Date: Tue, 19 Apr 2011 15:16:54 +0300

David Winsemius <dwinsemius_at_comcast.net> writes:

> Perhaps but only if the third row of your example was incorrectly constructed:

*>> dta <- rd.txt(" x y z
**> 1 1.00 5 0.5
**> 2 1.02 5 0.7
**> 3 1.04 7 0.1
**> 4 1.06 9 0.4")
**> #rd.txt() is a combo fn of read.table and textConnection
**>
**>> mat <- matrix(NA, ncol=NROW(dta)+1, nrow=NROW(dta)+1)
**>> mat[2:NROW(mat),1] <- dta[["x"]]
**>> mat[1,2:NROW(mat)] <- dta[["y"]]
**>> diag(mat) <- c(NA, dta[["z"]])
**>> mat
**> [,1] [,2] [,3] [,4] [,5]
**> [1,] NA 5.0 5.0 7.0 9.0
**> [2,] 1.00 0.5 NA NA NA
**> [3,] 1.02 NA 0.7 NA NA
**> [4,] 1.04 NA NA 0.1 NA
**> [5,] 1.06 NA NA NA 0.4
**>
**>
*

Thanks for your answer David,

but this yields a diagonal matrix only. I think I did not make myself clear enough. In the original 3 column data frame, there could have been a pair of x and y with identical y's but different x's and z's. The way my data source is derived, there is a guarantee that there is are no two rows with identical x and y in the original data frame. In the end, x and y serve as a grid, with z values at each point in the grid or NA's if there is no z value for a x and y pair. The number of rows in the data frame is then equal to the number of non-NA values in the resulting matrix.

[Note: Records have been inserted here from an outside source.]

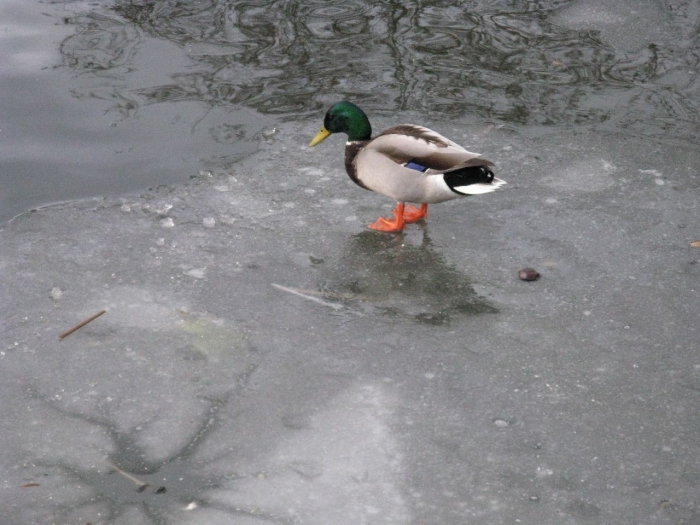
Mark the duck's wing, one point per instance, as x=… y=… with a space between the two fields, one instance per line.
x=422 y=146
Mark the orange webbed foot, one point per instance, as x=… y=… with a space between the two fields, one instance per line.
x=388 y=225
x=413 y=214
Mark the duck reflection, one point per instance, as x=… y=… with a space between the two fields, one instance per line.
x=392 y=275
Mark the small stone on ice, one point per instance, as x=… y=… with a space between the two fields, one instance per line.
x=528 y=274
x=197 y=273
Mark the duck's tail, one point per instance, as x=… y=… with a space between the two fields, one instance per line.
x=472 y=180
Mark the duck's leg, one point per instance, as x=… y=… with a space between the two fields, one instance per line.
x=387 y=225
x=413 y=214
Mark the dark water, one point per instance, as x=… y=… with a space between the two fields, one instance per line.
x=107 y=97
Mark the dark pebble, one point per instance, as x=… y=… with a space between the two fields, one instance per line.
x=529 y=274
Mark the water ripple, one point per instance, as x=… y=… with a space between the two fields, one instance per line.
x=515 y=63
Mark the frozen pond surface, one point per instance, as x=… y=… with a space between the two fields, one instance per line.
x=266 y=359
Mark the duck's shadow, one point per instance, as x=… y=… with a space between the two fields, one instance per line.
x=399 y=276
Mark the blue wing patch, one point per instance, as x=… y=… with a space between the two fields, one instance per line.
x=415 y=166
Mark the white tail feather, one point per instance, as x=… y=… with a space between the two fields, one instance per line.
x=480 y=187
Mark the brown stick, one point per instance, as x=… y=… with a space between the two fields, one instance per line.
x=80 y=325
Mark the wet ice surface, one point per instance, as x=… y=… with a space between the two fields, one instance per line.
x=266 y=359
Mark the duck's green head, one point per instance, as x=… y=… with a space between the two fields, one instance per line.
x=344 y=117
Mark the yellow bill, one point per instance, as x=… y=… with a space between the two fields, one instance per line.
x=320 y=136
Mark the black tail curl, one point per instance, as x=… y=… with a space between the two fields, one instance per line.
x=467 y=176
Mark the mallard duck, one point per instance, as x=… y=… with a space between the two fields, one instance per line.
x=408 y=163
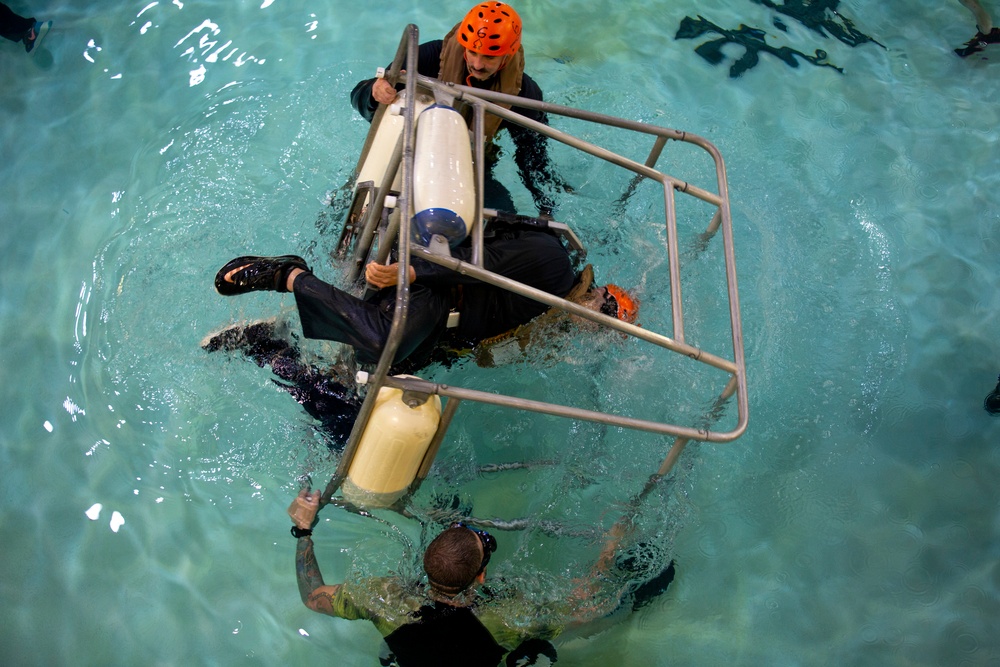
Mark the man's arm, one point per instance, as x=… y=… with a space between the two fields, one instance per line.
x=314 y=592
x=428 y=64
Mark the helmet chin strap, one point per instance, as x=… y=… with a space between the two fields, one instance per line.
x=468 y=77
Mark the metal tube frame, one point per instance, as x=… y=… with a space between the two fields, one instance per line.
x=483 y=101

Another try, lets assume this original data frame:

x y z

1 2 5 1

2 2 6 1

3 3 7 1

4 3 8 1

5 3 9 1

6 5 10 2

7 5 11 2

8 5 12 2

Then I would like to get

[,1] [,2] [,3] [,4] [,5] [,6] [,7] [,8] [,9]

[1,] NA 5 6 7 8 9 10 11 12 [2,] 2 1 1 [3,] 2 [4,] 3 1 1 1 [5,] 3 [6,] 3 [7,] 5 2 2 2 [8,] 5 [9,] 5

I left out all the NA's, except the first, where there is no z value, say e.g. x=5 and y=8.

Do you see what I mean?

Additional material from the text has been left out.